Get Motivated to Work Out
Maybe you’ve wanted to become more active for a while. Maybe that time is now. These simple strategies can help.
For many people, perhaps you included, getting more active just seems like a lot of hard work. Others remember that drill sergeant of a high-school teacher—“50 more sit-ups, now!” —and have been turned off to exercise ever since.
But that’s not the way it has to be. Increasing your physical activity, if you follow a few simple rules, can be relatively easy to do—and enjoyable. Before you start on A Simple Plan to Get Fit, let’s talk about what activity can do for you.
Always be sure to check with your health care professional before beginning any activity plan or increasing your activity.
Inspiration, starting now
The best motivation of all? Knowing all the great benefits that may come your way with increased fitness.
A recent report from the American Medical Association (AMA) states that becoming just a little more active can help you prevent and control heart disease, high blood pressure, osteoporosis, certain cancers, and depression. What’s more, the AMA says that getting active will also help you sleep better, feel more energized, decrease stress, improve mood, and lose or control your weight.
That’s a good start—but there’s more. A recent US Surgeon General’s report on exercise and health listed some key motivational tips. According to the report, you are more likely to keep doing physical activities if you:
Believe that, overall, you’ll benefit from them
Include activities you enjoy
Feel you can do the activities correctly and safely
Have regular and easy access to the activities
Can fit the activities into your daily schedule
Believe the activities are affordable
Don’t experience negative consequences (like injuries)
Make it part of the routine
It’s tougher to stay motivated with your activity if you feel like there’s never enough time for it. The key is to make activity part of your routine, so eventually it feels strange when you don’t do it. Here are 4 ways to fit it in:
Wake up 30 minutes earlier. This gives you time for some extra walking, stretching, or gardening. Need motivation to set that alarm? Research suggests that people who exercise in the morning are more likely to stay with it than those who exercise later.
Put it on the schedule. The idea is to treat your activity like any other important task during the day.
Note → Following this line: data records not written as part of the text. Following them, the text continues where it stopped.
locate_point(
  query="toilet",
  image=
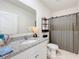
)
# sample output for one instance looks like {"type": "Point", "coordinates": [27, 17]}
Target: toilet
{"type": "Point", "coordinates": [52, 50]}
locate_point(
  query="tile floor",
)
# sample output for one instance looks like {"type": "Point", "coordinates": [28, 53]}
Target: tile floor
{"type": "Point", "coordinates": [66, 55]}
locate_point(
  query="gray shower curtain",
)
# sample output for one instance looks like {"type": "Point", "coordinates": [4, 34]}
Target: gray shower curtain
{"type": "Point", "coordinates": [63, 31]}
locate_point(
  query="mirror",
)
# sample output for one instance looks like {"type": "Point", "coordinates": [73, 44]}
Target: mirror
{"type": "Point", "coordinates": [16, 18]}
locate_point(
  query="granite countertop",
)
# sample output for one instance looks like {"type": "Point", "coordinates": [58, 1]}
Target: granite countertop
{"type": "Point", "coordinates": [18, 48]}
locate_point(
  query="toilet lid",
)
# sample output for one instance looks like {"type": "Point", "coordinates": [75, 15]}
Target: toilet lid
{"type": "Point", "coordinates": [53, 46]}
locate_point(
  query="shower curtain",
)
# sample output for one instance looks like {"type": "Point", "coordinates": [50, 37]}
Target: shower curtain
{"type": "Point", "coordinates": [63, 31]}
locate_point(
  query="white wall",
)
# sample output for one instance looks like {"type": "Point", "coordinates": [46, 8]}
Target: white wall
{"type": "Point", "coordinates": [42, 10]}
{"type": "Point", "coordinates": [25, 17]}
{"type": "Point", "coordinates": [65, 12]}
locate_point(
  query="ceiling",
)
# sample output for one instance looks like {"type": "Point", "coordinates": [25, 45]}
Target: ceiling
{"type": "Point", "coordinates": [56, 5]}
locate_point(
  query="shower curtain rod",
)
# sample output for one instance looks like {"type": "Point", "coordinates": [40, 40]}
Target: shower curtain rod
{"type": "Point", "coordinates": [62, 16]}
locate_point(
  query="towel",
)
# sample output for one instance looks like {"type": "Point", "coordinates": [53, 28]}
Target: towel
{"type": "Point", "coordinates": [2, 36]}
{"type": "Point", "coordinates": [5, 50]}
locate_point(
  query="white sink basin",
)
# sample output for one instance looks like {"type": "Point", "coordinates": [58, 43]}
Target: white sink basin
{"type": "Point", "coordinates": [28, 42]}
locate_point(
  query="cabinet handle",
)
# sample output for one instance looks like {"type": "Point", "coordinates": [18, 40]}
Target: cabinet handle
{"type": "Point", "coordinates": [36, 56]}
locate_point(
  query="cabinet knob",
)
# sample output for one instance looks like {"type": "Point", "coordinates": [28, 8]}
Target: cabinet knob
{"type": "Point", "coordinates": [36, 56]}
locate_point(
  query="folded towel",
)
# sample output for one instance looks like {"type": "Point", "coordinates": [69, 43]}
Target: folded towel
{"type": "Point", "coordinates": [5, 50]}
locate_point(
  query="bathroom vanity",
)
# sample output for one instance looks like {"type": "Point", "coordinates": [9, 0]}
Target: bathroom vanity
{"type": "Point", "coordinates": [36, 50]}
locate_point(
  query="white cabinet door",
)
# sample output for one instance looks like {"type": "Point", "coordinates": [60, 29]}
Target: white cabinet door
{"type": "Point", "coordinates": [37, 52]}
So include it on your to-do lists.
Multitask at home. Ride a stationary bike while you watch TV. Keep a pair of dumbbells handy and do some strength training during the commercials. Get in the habit of doing some stretching between shows.
Work out at work. Park farther away from the office and walk the rest of the way. Use the first 10 minutes of your lunch break for a brisk walk. Take regular breaks during the day to walk a lap or 2 around the building.
Now it’s up to you
With all these ways to keep you motivated, you’re now ready to get going—and keep going—on your activity plan. For a step-by-step guide for creating a plan, go to A Simple Plan to Get Fit.
And remember, anytime you need a shot of motivation to keep you going, return to this article. You might want to print it out for handy reference.
Watch Out for These 4 Demotivators
I’m not seeing any progress. Be patient, the plan sometimes works in invisible ways (a stronger heart, for example). Soon enough you’ll see and feel results.
I’m in a rut. It happens to everyone, even Olympic athletes. Try changing your routine, where you exercise, or adding a new activity or training partner (this last one can really make a difference).
I’m always running into roadblocks. Be ready for bad weather or increased hours of darkness in winter. For instance, take your activity inside or exercise at lunchtime. The same goes for injury or sickness; it happens, so focus on getting yourself healthy first, then return to your plan.
I keep thinking about the negatives. Always better to strive toward something positive (more energy, lower weight, improved mood) than to run away from something (bad health, looking heavy, feeling down).